Jérôme Dreyfuss : « Le cuir est un matériau écologique car durable, réparable et recyclable. »
Depuis 2002, et la création de sa marque de sacs moelleux et astucieux, le designer français travaille le cuir dans le respect des traditions et de ceux qui le tannent, le coupent et le façonnent. A l’aune d’une prise de conscience écologique et de l’essor du mouvement vegan, il explique pourquoi, et comment, le vrai cuir se révèle plus écoresponsable que le faux.
Il ne veut pas jouer les donneurs de leçon. Pas son genre. Mais lassé d’entendre tout et n’importe quoi sur les prétendus ravages du cuir pour la planète, Jérôme Dreyfuss a eu envie de prendre la parole. Il s’exprime au nom des artisans de la filière qui eux, ne l’ont pas. Pour mémoire, la filière du cuir fait vivre 130 000 personnes en France. L’entrepreneur explique, simplement, en quoi les cuirs de synthèse se révèlent bien plus polluants pour la planète que les peaux animales. A son échelle, avec une équipe engagée et respectueuse de l’environnement, Jérôme Dreyfuss entend célébrer le travail des artisans maroquiniers auxquels il confie la fabrication de ses sacs et de ses souliers.
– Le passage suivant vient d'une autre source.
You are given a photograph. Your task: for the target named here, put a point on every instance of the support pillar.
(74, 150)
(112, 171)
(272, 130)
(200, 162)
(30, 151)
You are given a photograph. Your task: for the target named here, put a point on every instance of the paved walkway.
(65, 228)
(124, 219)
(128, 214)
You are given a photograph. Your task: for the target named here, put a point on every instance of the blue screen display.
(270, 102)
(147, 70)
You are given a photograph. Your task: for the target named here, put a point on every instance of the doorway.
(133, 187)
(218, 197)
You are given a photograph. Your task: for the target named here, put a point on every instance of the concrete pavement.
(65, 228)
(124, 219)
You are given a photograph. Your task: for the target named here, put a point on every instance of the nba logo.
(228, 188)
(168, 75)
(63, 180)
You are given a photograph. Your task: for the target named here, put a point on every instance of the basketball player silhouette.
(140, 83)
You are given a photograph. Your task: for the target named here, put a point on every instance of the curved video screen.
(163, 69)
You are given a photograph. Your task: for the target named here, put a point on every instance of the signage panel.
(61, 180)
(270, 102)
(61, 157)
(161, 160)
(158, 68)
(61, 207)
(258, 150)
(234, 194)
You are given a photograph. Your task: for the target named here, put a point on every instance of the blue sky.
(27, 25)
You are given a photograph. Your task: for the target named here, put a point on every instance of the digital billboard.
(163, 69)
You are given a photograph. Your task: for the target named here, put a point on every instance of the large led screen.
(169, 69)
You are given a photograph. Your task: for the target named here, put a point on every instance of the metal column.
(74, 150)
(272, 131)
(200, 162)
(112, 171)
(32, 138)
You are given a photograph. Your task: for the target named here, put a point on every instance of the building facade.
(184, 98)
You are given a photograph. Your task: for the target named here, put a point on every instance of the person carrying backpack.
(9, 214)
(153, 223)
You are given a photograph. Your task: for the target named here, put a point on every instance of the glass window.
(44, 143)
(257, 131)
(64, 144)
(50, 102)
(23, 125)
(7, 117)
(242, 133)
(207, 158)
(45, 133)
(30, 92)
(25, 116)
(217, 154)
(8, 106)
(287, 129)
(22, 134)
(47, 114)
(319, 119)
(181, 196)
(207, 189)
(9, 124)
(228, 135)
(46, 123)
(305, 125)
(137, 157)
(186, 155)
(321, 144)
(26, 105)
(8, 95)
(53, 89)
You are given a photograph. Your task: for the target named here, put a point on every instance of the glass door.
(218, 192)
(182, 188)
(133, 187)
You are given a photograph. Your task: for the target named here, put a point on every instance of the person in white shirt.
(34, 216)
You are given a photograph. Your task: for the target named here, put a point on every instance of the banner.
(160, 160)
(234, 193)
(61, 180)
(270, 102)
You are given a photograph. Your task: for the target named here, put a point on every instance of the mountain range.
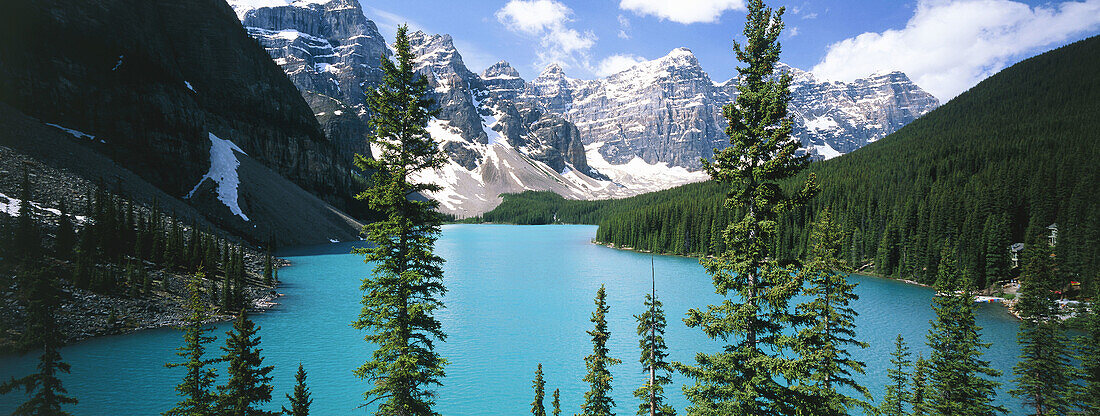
(640, 130)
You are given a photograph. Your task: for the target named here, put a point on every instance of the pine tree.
(557, 403)
(959, 380)
(249, 382)
(1087, 394)
(198, 398)
(1044, 374)
(653, 356)
(919, 398)
(539, 384)
(827, 329)
(744, 378)
(404, 289)
(44, 386)
(300, 401)
(597, 401)
(26, 240)
(893, 401)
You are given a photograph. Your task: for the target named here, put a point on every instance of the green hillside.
(996, 165)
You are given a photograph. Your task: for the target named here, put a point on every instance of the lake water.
(518, 296)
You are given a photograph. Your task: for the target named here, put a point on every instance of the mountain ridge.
(646, 127)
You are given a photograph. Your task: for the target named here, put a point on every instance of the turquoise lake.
(518, 296)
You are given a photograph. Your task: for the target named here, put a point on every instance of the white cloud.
(950, 45)
(682, 11)
(616, 64)
(547, 20)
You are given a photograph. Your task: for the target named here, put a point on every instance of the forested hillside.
(994, 166)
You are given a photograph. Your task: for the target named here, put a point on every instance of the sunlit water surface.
(517, 296)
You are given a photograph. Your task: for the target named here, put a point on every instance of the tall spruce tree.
(44, 389)
(653, 358)
(1044, 374)
(198, 397)
(959, 379)
(920, 396)
(300, 401)
(597, 401)
(249, 384)
(897, 395)
(537, 407)
(404, 291)
(827, 328)
(745, 378)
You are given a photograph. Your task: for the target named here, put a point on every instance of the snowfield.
(10, 206)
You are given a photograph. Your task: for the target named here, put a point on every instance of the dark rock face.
(669, 109)
(504, 80)
(153, 80)
(331, 52)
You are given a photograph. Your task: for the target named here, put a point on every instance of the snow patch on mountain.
(637, 176)
(10, 206)
(75, 133)
(223, 166)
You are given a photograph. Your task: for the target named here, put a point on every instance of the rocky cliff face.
(331, 52)
(670, 110)
(153, 83)
(640, 130)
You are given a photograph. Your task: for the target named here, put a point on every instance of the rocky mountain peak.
(501, 69)
(552, 72)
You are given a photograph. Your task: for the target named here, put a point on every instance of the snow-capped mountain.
(330, 51)
(640, 130)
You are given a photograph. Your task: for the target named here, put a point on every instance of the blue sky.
(945, 45)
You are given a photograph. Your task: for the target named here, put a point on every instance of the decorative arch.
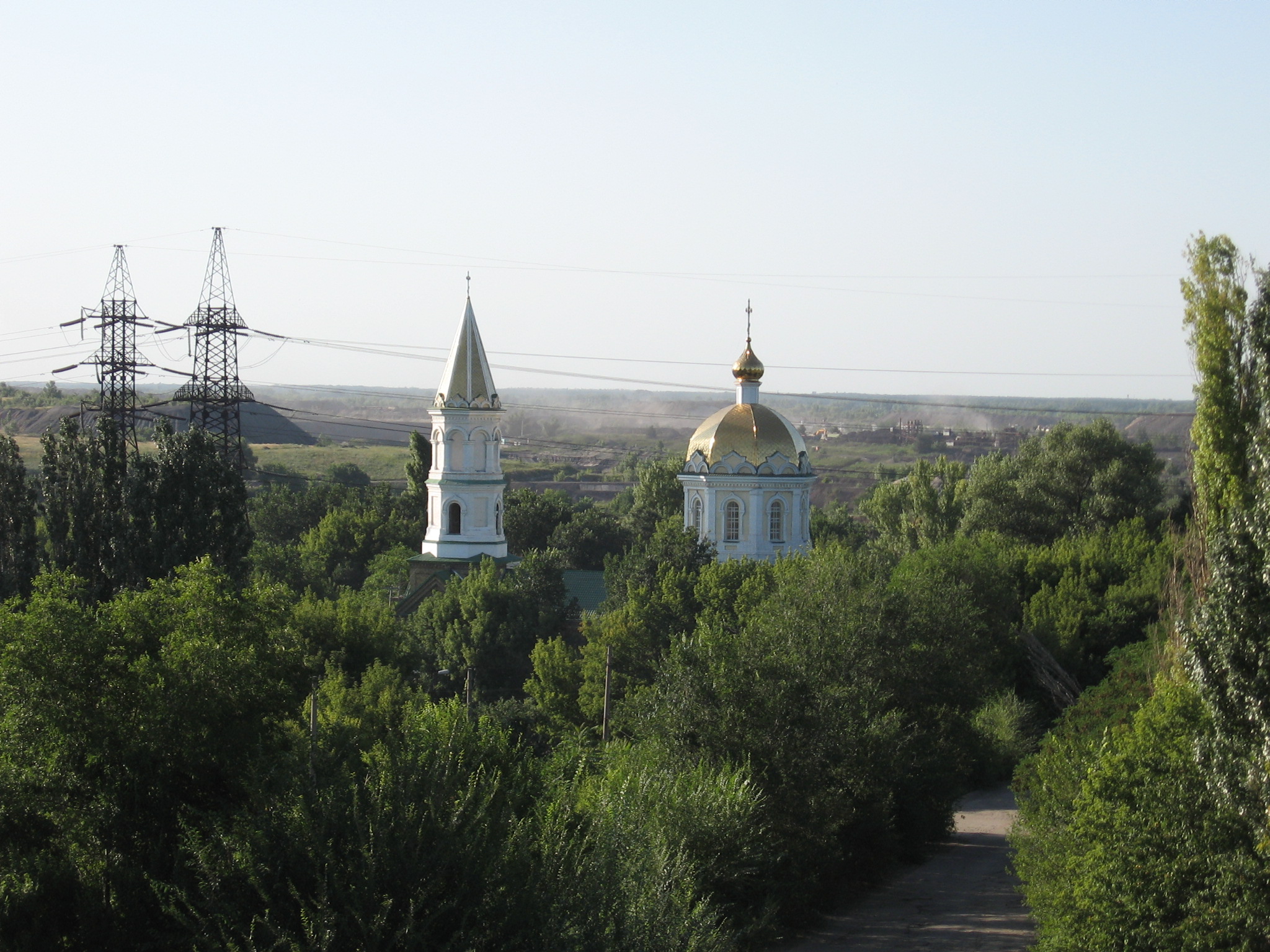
(776, 521)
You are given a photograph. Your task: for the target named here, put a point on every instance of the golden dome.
(747, 367)
(752, 431)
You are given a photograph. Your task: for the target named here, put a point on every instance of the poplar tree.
(1228, 653)
(18, 562)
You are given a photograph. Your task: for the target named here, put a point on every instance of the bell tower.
(465, 484)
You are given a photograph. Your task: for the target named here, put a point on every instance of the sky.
(966, 198)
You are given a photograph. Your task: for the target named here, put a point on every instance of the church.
(747, 479)
(465, 483)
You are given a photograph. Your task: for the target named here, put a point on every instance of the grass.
(381, 462)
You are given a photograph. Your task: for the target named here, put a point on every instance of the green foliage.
(836, 523)
(1070, 479)
(588, 539)
(1006, 728)
(281, 514)
(121, 724)
(670, 547)
(1228, 342)
(351, 631)
(1143, 857)
(429, 829)
(658, 496)
(556, 682)
(1228, 650)
(419, 464)
(1095, 592)
(349, 475)
(492, 621)
(338, 550)
(530, 518)
(846, 691)
(921, 509)
(116, 518)
(18, 547)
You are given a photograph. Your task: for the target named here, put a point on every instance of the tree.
(349, 475)
(117, 518)
(1228, 654)
(658, 496)
(590, 537)
(1230, 346)
(122, 723)
(95, 511)
(198, 505)
(920, 509)
(1070, 479)
(18, 552)
(1095, 592)
(491, 622)
(836, 523)
(417, 469)
(530, 517)
(1145, 857)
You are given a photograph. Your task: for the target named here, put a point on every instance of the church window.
(776, 522)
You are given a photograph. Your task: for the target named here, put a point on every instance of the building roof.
(466, 381)
(751, 431)
(587, 587)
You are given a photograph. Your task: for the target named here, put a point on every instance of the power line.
(215, 391)
(728, 390)
(776, 367)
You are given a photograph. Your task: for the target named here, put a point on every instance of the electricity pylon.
(215, 391)
(117, 359)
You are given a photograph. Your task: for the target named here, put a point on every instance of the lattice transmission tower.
(117, 361)
(215, 391)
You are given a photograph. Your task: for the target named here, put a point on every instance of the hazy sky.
(915, 187)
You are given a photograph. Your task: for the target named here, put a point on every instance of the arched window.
(776, 522)
(732, 521)
(455, 460)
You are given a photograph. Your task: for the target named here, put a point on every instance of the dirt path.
(961, 899)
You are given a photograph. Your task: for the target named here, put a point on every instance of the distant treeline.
(216, 730)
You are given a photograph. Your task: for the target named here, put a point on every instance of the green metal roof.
(587, 587)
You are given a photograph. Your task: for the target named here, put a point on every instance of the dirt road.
(962, 899)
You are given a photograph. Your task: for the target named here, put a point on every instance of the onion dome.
(747, 367)
(466, 382)
(752, 431)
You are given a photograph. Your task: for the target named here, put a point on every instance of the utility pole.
(215, 392)
(116, 361)
(609, 677)
(313, 733)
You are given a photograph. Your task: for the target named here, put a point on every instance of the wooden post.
(313, 731)
(609, 676)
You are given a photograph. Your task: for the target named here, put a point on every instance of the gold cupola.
(748, 367)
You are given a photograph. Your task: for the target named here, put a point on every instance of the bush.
(1145, 857)
(1006, 728)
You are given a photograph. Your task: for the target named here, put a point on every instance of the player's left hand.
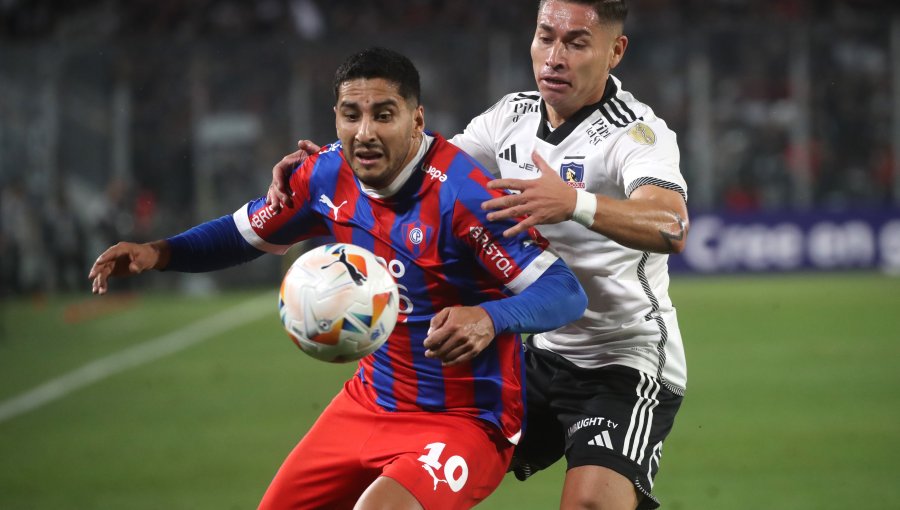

Comment ? En valorisant une production raisonnée, en poussant la qualité. En réduisant l’impact carbone de son entreprise parisienne. En ralentissant le rythme des collections. En imaginant des sacs pour les femmes d’aujourd’hui, dont elles ne se lasseront pas, et qu’elles auront à coeur de transmettre.
Pourquoi prendre la parole aujourd’hui ?
Pour expliquer les choses correctement, qu’on arrête de dire n’importe quoi et de diaboliser les clients du cuir. Chacun est libre d’acheter un sac en veau, en chèvre ou en agneau, ou de lui préférer un modèle en toile. Voir en plastique. Mais il est important d’acheter en connaissance de cause et de ne pas se laisser influencer par des informations erronées. L’écologie n’est pas mon domaine d’expertise, le cuir si. Il est temps de combattre les idées reçues et de parler au nom des artisans. Eux n’ont pas la parole. Ils n’ont pas les armes pour se défendre face aux armées bien pensantes. Le cuir est un matériau écologique ancestral parce que durable, réparable et recyclable. Un matériau noble, qui se patine, évolue et embellit avec le temps.
En quoi le cuir est-il un matériau écologique ?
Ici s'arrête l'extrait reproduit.